MICHAEL THORN's
review
slightly expanded from Literary Review, September
issue...:
Shylock's
Daughter by Mirjam Pressler, translated by Brian Murdoch, could
be called a 'novelisation' of Shakespeare's play, 'The Merchant
of Venice', except that I can think of few previous novelisations
of a film or play that succeed so brilliantly in creating a world
and atmosphere of their very own. Set in The Ghetto, Venice, in
1568, at the turn of the Jewish year 5327/8, this is an extraordinarily
powerful novel, with the author telling a "very Jewish story" in
which her sympathies are solidly on the side of Shylock, who emerges
here as a tragic figure of considerable nobility. His daughter Jessica's
rejection of her Jewish heritage, for the sake of an intoxicated
romance with a Gentile, is treated with scant sympathy.
At
the end of the novel, Shylock sees his biggest mistake as not having
acted quickly enough in the business of choosing a husband for Jessica.

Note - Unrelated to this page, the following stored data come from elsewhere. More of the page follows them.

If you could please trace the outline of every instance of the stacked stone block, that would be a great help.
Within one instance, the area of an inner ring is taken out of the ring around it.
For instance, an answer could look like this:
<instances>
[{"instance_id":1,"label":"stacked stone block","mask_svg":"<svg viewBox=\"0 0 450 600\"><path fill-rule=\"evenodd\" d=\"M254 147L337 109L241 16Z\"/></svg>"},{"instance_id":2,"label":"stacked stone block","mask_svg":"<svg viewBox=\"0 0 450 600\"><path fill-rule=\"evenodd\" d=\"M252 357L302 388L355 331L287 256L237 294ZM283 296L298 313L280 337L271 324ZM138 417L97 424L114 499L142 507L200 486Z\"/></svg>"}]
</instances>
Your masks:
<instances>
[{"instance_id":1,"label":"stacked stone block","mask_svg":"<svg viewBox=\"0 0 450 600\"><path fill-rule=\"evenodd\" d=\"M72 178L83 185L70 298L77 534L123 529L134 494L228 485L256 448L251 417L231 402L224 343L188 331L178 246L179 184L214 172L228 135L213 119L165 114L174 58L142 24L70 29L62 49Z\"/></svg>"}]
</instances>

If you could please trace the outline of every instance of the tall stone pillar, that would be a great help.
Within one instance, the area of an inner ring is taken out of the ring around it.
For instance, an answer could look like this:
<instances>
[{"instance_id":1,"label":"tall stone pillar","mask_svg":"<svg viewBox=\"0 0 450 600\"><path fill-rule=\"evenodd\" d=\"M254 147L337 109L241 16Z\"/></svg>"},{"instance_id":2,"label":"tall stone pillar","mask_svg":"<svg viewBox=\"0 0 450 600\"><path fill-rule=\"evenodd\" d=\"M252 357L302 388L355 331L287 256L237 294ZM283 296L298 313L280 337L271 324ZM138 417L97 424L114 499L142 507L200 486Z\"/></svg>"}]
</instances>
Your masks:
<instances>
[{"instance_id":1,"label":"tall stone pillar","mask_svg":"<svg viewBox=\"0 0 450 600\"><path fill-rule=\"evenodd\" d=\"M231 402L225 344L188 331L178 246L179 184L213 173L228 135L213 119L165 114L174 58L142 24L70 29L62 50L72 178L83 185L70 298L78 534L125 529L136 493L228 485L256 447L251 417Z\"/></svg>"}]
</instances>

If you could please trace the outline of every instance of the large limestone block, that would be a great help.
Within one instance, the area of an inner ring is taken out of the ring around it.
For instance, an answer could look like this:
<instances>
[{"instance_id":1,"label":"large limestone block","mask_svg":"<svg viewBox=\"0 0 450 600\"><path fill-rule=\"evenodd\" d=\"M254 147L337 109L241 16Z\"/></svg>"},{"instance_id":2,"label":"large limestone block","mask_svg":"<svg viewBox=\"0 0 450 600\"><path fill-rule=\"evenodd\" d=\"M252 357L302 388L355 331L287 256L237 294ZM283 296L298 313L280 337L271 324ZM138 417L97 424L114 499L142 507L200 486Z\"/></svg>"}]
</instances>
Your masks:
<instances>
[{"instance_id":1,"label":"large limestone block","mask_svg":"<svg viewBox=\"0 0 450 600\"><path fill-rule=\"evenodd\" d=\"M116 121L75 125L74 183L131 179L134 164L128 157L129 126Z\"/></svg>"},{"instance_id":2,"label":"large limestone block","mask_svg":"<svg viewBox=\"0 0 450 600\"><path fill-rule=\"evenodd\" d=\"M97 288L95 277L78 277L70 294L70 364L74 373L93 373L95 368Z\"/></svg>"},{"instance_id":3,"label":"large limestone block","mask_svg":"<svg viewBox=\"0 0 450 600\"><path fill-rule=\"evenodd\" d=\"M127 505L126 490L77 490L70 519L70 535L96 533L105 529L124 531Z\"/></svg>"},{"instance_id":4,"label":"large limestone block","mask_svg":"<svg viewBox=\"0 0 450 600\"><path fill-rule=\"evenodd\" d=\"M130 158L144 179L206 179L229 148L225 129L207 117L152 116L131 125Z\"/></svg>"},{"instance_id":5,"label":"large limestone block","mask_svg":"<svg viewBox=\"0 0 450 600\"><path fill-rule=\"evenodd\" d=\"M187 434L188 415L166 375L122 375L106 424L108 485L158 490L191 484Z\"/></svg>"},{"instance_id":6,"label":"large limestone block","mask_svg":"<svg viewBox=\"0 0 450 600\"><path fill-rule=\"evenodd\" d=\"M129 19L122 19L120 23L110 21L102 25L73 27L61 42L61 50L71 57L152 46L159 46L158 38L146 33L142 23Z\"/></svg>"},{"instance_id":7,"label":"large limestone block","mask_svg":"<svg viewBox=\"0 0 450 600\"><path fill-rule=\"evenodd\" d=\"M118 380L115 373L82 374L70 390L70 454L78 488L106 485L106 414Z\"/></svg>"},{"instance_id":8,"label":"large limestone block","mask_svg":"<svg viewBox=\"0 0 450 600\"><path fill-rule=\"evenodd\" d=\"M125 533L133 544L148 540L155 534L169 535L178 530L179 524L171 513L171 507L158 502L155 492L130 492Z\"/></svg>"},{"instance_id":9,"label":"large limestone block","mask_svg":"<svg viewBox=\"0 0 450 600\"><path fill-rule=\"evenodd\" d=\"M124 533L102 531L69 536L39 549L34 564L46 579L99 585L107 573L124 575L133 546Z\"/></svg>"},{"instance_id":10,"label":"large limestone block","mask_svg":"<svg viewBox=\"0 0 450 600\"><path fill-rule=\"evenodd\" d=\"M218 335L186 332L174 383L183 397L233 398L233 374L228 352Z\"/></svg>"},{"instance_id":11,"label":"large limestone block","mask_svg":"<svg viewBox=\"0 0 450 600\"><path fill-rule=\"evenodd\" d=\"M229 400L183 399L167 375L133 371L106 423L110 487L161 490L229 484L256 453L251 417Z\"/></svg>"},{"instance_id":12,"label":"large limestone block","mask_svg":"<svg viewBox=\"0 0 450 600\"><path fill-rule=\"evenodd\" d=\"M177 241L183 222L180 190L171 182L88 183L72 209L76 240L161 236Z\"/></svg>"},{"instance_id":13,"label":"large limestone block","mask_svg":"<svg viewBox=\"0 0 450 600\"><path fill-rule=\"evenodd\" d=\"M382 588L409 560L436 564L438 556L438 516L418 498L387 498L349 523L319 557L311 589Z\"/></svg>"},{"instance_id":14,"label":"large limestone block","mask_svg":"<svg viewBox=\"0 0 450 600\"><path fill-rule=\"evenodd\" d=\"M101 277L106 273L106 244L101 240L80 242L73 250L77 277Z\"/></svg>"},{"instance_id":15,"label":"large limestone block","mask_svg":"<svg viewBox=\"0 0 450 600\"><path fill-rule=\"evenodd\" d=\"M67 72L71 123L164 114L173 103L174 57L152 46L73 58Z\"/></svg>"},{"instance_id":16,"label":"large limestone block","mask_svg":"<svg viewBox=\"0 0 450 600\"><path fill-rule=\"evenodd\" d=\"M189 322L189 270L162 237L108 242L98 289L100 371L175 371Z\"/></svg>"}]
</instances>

A novel that comes down so heavily in favour of arranged marriages
inside closed systems of faith, as opposed to a romantic and multicultural
free-for-all, is certain to arouse strong reader reactions. In my
view, as in Shakespeare's (by inference), Jessica deserves a greater
level of authorial understanding. Adult readers who enjoy the novels
of Chaim Potok, and their examination of Orthodox Jews who manage
to hold onto a changed but enlightened faith, will find much to
admire in Pressler's novel, but they will miss Potok's identification
with a yearning to experience unfamiliar manners.
The
book adds a major new character to Shakespeare's cast. Dalilah,
Shylock's foster-daughter, contributes first-person voice chapters
throughout the narrative and becomes Pressler's true heroine, leaving
the Ghetto but staying within the traditions of her faith.